Chocolat et dentifrice

Trois jours après ce premier vol, C se fait arrêter pour avoir cassé les vitres de deux véhicules stationnés dans un parking sous-terrain et volé dans l'un d'entre eux un autoradio... cassettes. "Vous connaissez un antiquaire M. C parce que les cassettes vous savez ça ne court plus les rues". C baisse la tête. "Parfois je les revends oui mais là je ne me souviens plus de rien. J'étais pas dans mon état normal." 

Quelques jours plus tard encore, du chocolat et du dentifrice "pour mon dentier" précise C. Et le 19 décembre dernier rebelote. La fois de trop. L'indigestion.19 tablettes de chocolat "restitués" finalement. "M.C vous en êtes conscient, ça ne peut pas continuer ainsi. Là vous aviez sur vous un couteau, un Laguiole. Dans votre état là, chargé h24, ce n'est pas prudent, c'est même dangereux, ça fait peur là."

Son état fait peur aujourd'hui. Et pas besoin d'un couteau. C dans son box parle peu, d'une voix pâteuse, défoncé au Subutex, traitement de substitution à la cocaïne qu'on lui administre depuis son incarcération à la mi-décembre pour révocation de sa remise de peine suite à une condamnation précédente. "Ça va être compliqué pour vous là M. C. Regardez, avec cette peine mixte, on vous a donné une chance, vous ne la prenez pas, vous ne venez pas au rendez-vous de votre sursis probatoire et vous recommencez...", le tance le juge."Pourquoi ?" "J'ai jamais reçu le courrier" Le juge Picard soupire, exaspéré. Il en a vu d'autres très certainement mais il ne s'y fait visiblement pas.

L'avocate de C, commise d'office, jeune mais efficace, raconte alors de sa voix fluette la descente aux enfers de ce jardinier pas si contemplatif que cela. 23 mentions au casier judiciaire pour vols, violences sur conjoint, menaces et vol avec arme en Allemagne. "C'est un homme sous emprise de la cocaïne qui est tombé dans une spirale infernale." Le juge intervient "Vous payez votre drogue avec vos vols ?" "Je paie mes dettes avec oui surtout depuis que je suis au chômage."

Son avocate plaide pour la clémence. "Il a des trous de mémoire mais il essaie de s'en sortir avec des petits emplois, il tente de se réinsérer dans la société. Il veut se relever. Il vous faut considérer sa situation précaire et lui permettre de remonter la pente." 

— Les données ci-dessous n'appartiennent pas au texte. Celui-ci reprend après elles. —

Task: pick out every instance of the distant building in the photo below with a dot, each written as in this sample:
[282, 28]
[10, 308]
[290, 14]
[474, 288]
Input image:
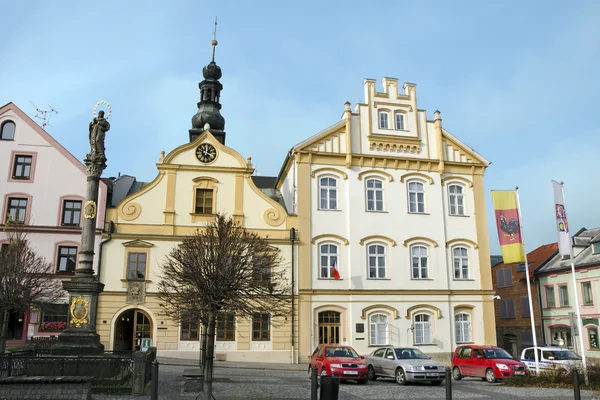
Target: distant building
[43, 187]
[513, 321]
[557, 298]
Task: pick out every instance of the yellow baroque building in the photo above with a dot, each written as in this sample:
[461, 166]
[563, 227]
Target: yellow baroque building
[145, 221]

On vous laisse six mois pour vous reprendre, on vous aide encore un peu. Il n'y aura pas d'autres chances

Le juge Picard

La peine sera finalement proche des réquisitions : dix mois de prison dont six avec sursis probatoire avec obligation de soins, de trouver un travail, 450 euros pour indemniser la propriétaire de l'autoradio et l'interdiction pour C de se rendre dans les grandes surfaces où il a volé. "On vous donne six mois pour vous reprendre, on vous aide encore un peu. Il n'y aura pas d'autres chances M. C. Ah et vérifiez bien l'adresse de M. C qu'il reçoive son courrier cette fois." C baisse la tête. Il marmonne une réponse inaudible.

Tandem

Le vol de vélo est un grand classique à Strasbourg, capitale de la petite reine. Mais cette histoire prend un tout autre tournant. La tentative de vol s'est soldée par des coups et blessures. Dans le box, un tandem. D et I. Les deux sont Russes. L'un est petit et passera l'audience à ricaner. L'autre, visiblement plus sanguin, à effaroucher la victime de ses regards noirs et parfois de gestes éloquents. Il prétend être boxeur c'est peut-être pour ça.

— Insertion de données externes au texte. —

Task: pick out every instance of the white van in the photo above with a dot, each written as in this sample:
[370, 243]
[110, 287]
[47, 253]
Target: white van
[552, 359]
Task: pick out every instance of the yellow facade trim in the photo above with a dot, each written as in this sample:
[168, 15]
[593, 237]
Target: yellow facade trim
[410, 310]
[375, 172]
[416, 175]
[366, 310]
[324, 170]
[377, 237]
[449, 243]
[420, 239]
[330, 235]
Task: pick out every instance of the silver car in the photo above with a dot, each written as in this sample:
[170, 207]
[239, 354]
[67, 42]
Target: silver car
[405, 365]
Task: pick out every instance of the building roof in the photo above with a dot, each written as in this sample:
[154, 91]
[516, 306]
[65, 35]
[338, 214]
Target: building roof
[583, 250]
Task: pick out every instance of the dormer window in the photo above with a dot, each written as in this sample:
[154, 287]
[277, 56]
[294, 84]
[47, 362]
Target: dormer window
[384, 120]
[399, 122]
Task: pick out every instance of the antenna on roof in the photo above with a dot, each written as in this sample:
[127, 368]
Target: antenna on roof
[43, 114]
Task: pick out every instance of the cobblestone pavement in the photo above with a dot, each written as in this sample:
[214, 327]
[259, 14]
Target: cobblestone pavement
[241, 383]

On m'a dit que Strasbourg était une ville dangereuse qu'il y avait beaucoup de meurtres et de violences.

L'un des accusés

D et I sont accusés d'avoir, le 9 janvier, tenté de voler une mobylette électrique. La nature réelle de l'engin restera un mystère. Un homme les surprend et s'interpose. C'est la mobylette de son voisin. Une bagarre commence. I sort un couteau à cran. D des tournevis. "J'en ai toujours sur moi, pour mon travail". "Mais vous n'avez pas d'emploi" répond le juge. "Non mais je fais des petits bricolages, c'est interdit d'avoir des tournevis ?"

"Et vous I pourquoi vous promenez-vous avec un couteau ?" "On m'a dit que Strasbourg était une ville dangereuse qu'il y avait beaucoup de meurtres et de violences." "C'est ça oui M. I Strasbourg est bien connue pour cela." 

La victime, assise sur le banc devant moi, œil au beurre noir encore frais et nez tordu, se retrouvera finalement avec une incapacité temporaire de travail de 24 heures. Arrêté peu après et placés en garde à vue, I sera particulièrement agité en cellule et mis sous calmants. "J'avais froid, faim et envie d'aller aux toilettes, les policiers ils ne m'aidaient pas, ils sont racistes. Les policiers français ils sont pires que les Russes", traduit l'interprète.

S'ensuit tout un débat un peu stérile. "C'est lui qui a frappé en premier, j'ai répondu c'est tout", lance D en désignant, rageur, la victime. "Non c'est elle, elle m'a frappé avec son pied" rétorque cette dernière. "Pas elle, il" corrige D. "Regardez-moi moi s'il vous plaît", lance le juge pour sonner la fin de la récré. Les caméras de surveillance, tournant à 360°, ont raté ce moment crucial. Un témoin lui en est sûr. C'est D qui a ouvert les hostilités et frappé le jeune homme à la joue. "Je m'excuse auprès de cette personne, je peux payer les soins" conclut D.

La scène pourrait prêter à sourire mais nos deux hommes dans le box risquent gros. D est un récidiviste, sous le coup d'une OQTF (obligation de quitter le territoire français) depuis septembre 2023. I était en possession d'un couteau et d'un vélo volé en Allemagne au moment des faits. Son comportement agressif ne plaide pas non plus en sa faveur. I semble en être conscient et lance, au débotté, "je suis innocent" qui laisse de marbre le juge "oui oui voilà".

Cela ne suffira pas. Malgré les deux avocates qui plaident chacune la relaxe pour leur client arguant que les circonstances de cette rixe restent floues, le juge prononce des peines sévères. D sera condamné pour vol aggravé en réunion à huit mois d'emprisonnement avec révocation de son sursis simple prononcé en juillet 2023. Peine accompagnée d'une interdiction de port d'arme pendant cinq ans et d'une interdiction de territoire français pendant cinq ans aussi. "C'est vraiment injuste ce tribunal."

I, lui, est condamné à cinq mois de prison avec maintien en détention et interdiction de port d'arme pendant cinq ans. "Si vous m’incarcérez, vous allez gâcher ma personne, je serai encore plus violent", conclut-il. Et le juge de frémir "ça fait peur oui."